Does your little one LOVE googly eyes, sticking pipecleaners into foam, and making crafts with moving parts? Then they will love today’s 3D Ladybug Craft! My son just attended a little friend’s ladybug themed 4th birthday party that was the inspiration for this craft.
Although my son enjoyed working with these materials – you will see that he had little interest in following directions to make my version of a ladybug! And that’s okay! Definitely a craft for ages 4+ when kids are old enough to follow step-by-step directions.
This project idea doesn’t have to be a ladybug either – it could be any insect (or arachnid!) your child chooses. Just change the paint colours and wing colours. Remember to go where your child’s interests are and the learning and fun will come!
Check out my new “Onetimethrough’s Philosophy” page to see more about my philosophy on teaching and learning with children.
Making the Ladybug Craft
- a styrofoam circle about a few centimeters thick (or 1″)

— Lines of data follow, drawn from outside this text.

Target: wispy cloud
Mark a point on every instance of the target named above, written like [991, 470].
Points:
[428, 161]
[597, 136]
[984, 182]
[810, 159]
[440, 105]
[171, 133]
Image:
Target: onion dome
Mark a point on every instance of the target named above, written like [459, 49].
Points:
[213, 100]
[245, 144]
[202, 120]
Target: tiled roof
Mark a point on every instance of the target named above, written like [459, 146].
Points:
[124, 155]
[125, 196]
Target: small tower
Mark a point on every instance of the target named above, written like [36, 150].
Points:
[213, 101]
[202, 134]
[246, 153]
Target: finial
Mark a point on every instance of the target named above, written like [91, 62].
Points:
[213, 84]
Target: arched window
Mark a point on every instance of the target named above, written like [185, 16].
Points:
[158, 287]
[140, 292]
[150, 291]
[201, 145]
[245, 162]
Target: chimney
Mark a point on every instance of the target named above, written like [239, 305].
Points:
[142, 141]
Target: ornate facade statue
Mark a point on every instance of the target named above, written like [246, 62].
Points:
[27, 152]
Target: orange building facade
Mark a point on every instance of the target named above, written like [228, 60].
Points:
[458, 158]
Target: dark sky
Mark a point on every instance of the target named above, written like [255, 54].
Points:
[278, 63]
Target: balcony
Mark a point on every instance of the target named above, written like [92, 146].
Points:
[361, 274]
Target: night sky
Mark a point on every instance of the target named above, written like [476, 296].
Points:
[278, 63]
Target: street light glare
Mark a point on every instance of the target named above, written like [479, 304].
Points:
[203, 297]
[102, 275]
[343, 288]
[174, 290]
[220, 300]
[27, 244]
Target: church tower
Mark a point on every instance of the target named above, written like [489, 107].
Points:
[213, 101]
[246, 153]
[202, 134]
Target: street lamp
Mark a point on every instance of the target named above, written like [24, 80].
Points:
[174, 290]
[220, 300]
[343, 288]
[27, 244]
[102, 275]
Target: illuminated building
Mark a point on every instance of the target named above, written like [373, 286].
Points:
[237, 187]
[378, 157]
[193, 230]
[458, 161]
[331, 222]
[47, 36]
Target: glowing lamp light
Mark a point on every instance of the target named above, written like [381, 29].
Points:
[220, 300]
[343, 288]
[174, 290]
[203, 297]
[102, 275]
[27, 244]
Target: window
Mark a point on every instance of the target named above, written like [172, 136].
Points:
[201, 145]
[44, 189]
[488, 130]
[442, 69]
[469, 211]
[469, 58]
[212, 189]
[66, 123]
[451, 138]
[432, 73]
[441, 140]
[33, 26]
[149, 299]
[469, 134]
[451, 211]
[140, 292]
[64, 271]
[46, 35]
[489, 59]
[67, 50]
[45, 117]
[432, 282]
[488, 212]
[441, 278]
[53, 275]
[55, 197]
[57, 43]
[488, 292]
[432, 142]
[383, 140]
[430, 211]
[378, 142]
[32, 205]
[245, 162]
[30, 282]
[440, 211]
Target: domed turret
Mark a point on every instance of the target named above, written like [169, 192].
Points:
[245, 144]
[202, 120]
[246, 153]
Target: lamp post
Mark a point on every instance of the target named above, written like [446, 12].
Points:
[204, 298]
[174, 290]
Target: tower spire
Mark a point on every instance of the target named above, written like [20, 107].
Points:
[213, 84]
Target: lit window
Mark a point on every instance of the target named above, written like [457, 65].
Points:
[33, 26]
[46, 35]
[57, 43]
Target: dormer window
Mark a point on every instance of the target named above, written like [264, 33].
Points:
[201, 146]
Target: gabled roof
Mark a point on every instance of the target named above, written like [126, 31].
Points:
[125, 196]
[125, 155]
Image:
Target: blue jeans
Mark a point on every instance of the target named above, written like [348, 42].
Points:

- red and black fun foam (we got sparkly foam!)
- 2 googly eyes
- 2 black and 1 white pipecleaner
- red and black acrylic paint and a large paintbrush
- 2 paper fasteners if you want the wings to be moveable
1. Have your child paint the styrofoam circle red. For my guy, I poured the paint onto the circle for him and he spread it around.
2. Depending on your child’s skill with scissors, you may want to do this part. Find something circular to trace around that is smaller than your foam circle and cut it out. You will use half of that circle for the ladybug head. Also trace the styrofoam “body” out on the red fun foam and cut that in half for wings. Lastly, cut out a long, skinny line of black fun foam. Onetime played with these fun foam parts creating first a train track and then a pirate! I’m not surprised about either of his ideas – especially the pirate one, after all the pirate crafts we did around here over the last month! (Check out previous blogs to find our treasure hunt, pirate-themed felt storyboard, sponge pirate ship, and toilet paper roll pirates.)
3. Using a butter knife, slice a slot into the side of the foam circle and insert the black foam for the head. Have your child glue the eyes onto the head and glue the black dividing line down the middle of the bug.
4. Cut the white pipecleaner in half to make two antennae and have your child stick them into the foam below the black head.
Cut each of the black pipecleaners into 3 pieces to make a total of 6 legs. Have your child stick the 6 legs into the foam body.
SCIENCE TIP: This is a great time to talk about insects and how they all have 6 legs (Did you know that spiders are not officially classified as insects? They are arachnids!) Also – chat about how insects use their antennae to smell and taste their environment! Cool!
Just had to show you this picture of Onetime’s creation of a train track going into a tunnel – he definitely wanted to do his own thing with these supplies! However – my point is that he put all the pipecleaners in himself – great fine-motor practice.
5. Have your child use the sponge paint dabber to paint black dots onto the ladybug’s back – or just glue fun foam circles if you want to avoid more paint!
6. Have your child attach the wings onto the ladybug’s back using paper fasteners. Now they can open and close!
Preschoolers really do enjoy taking crafting materials and making things – they just want the process to be open-ended! Always a good thing to remember when planning something you think your child might enjoy doing!
Have you ever planned a craft for your kiddo that they took in an unexpected direction? I’d love to hear about it!